Hashrocket.com / blog

Large tree

Switch vs. Map: Which is the Better Way to Branch in Go?

posted on and written by in

Image 100x100 jack christensen

While working on pgx, a PostgreSQL driver for Go, I have run into multiple occasions where it is necessary to choose between 20+ branches. Typically, I have done this with a switch statement. A more readable alternative could be a map of functions. However, I would assume that the simple branch of a switch statement would be faster that a map lookup and function call. Performance in a database driver is of paramount concern, so it was prudent to investigate the performance implications before making any changes.

TL;DR

Micro-benchmarks show substantial performance differences. But the ultimate answer is it will very rarely matter to the program as a whole. But if you want to understand the research and testing behind this assertion, read on.

Initial Research

Searching the internet did not reveal much. The few posts I found suggested that maps may be faster if there are enough branches. A discussion of possible switch optimizations from 2012 included Ken Thompson's opinion that there was not much room for improvement. I decided to write a benchmark measure the performance in modern Go.

A Basic Benchmark

The following results were produced from a Intel i7-4790K running go1.5.1 linux/amd64 on Ubuntu 14.04. The benchmark source code and results are on Github.

The most basic benchmark of a switch is as follows:

func BenchmarkSwitch(b *testing.B) {
  var n int

  for i := 0; i < b.N; i++ {
    switch i % 4 {
    case 0:
      n += f0(i)
    case 1:
      n += f1(i)
    case 2:
      n += f2(i)
    case 3:
      n += f3(i)
    }
  }

  // n will never be < 0, but checking n should ensure that the entire benchmark loop can't be optimized away.
  if n < 0 {
    b.Fatal("can't happen")
  }

Benchmarks, in particular micro-benchmarks like this are notoriously hard to get right. For example, if a block of code has no side effects an optimizer may omit the code entirely. The purposeful side effects to n are so the entire benchmark cannot be optimized away. There are several other pitfalls I will cover during this article.

The basic benchmark of a map of function is as follows:

func BenchmarkMapFunc4(b *testing.B) {
  var n int

  for i := 0; i < b.N; i++ {
    n += Funcs[i%4](i)
  }

  // n will never be < 0, but checking n should ensure that the entire benchmark loop can't be optimized away.
  if n < 0 {
    b.Fatal("can't happen")
  }
}

A Ruby erb template is used to create benchmarks for 4, 8, 16, 32, 64, 128, 256, and 512 branches. Initial results showed that the map version was about 25% slower than the switch version for 4 branches, roughly equivalent at 8 branches, and continued to gain until it reached over 50% faster at 512 branches.

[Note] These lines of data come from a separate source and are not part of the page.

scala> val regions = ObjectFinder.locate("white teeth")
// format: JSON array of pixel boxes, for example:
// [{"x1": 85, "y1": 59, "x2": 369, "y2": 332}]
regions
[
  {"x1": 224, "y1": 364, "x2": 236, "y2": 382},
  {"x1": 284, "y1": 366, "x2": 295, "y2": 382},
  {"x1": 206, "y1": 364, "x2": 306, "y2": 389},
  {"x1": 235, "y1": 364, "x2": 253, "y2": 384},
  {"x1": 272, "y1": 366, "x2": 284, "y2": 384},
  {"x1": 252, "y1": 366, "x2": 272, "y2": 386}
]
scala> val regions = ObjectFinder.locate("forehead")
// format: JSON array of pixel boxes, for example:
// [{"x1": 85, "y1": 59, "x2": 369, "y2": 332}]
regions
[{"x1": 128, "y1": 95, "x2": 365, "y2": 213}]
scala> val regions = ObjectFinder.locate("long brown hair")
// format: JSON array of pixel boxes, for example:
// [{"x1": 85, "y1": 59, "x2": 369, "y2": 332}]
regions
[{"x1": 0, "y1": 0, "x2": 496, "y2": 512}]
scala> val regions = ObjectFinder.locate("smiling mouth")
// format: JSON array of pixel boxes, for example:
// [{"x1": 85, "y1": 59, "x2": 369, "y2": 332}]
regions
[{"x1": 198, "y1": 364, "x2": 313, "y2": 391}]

Accounting for Inlineable Functions

The previous benchmark gave some initial results, but it is not sufficient to stop here. There are multiple factors that have not been accounted for yet. First of these is whether the function can be inlined or not. A function call may be inlined in a switch statement, but that will never happen in a map of functions. It is worth determining how much of an impact that has on performance.

The following function does a trivial amount of work to ensure that the entire call cannot be optimized away, but the function as a whole can be inlined by the Go compiler.

func f0(n int) int {
  if n%2 == 0 {
    return n
  } else {
    return 0
  }
}

At time of writing, the Go compiler cannot inline functions that can panic. The following function includes a panic call that will never be hit making it impossible for the function to be inlined.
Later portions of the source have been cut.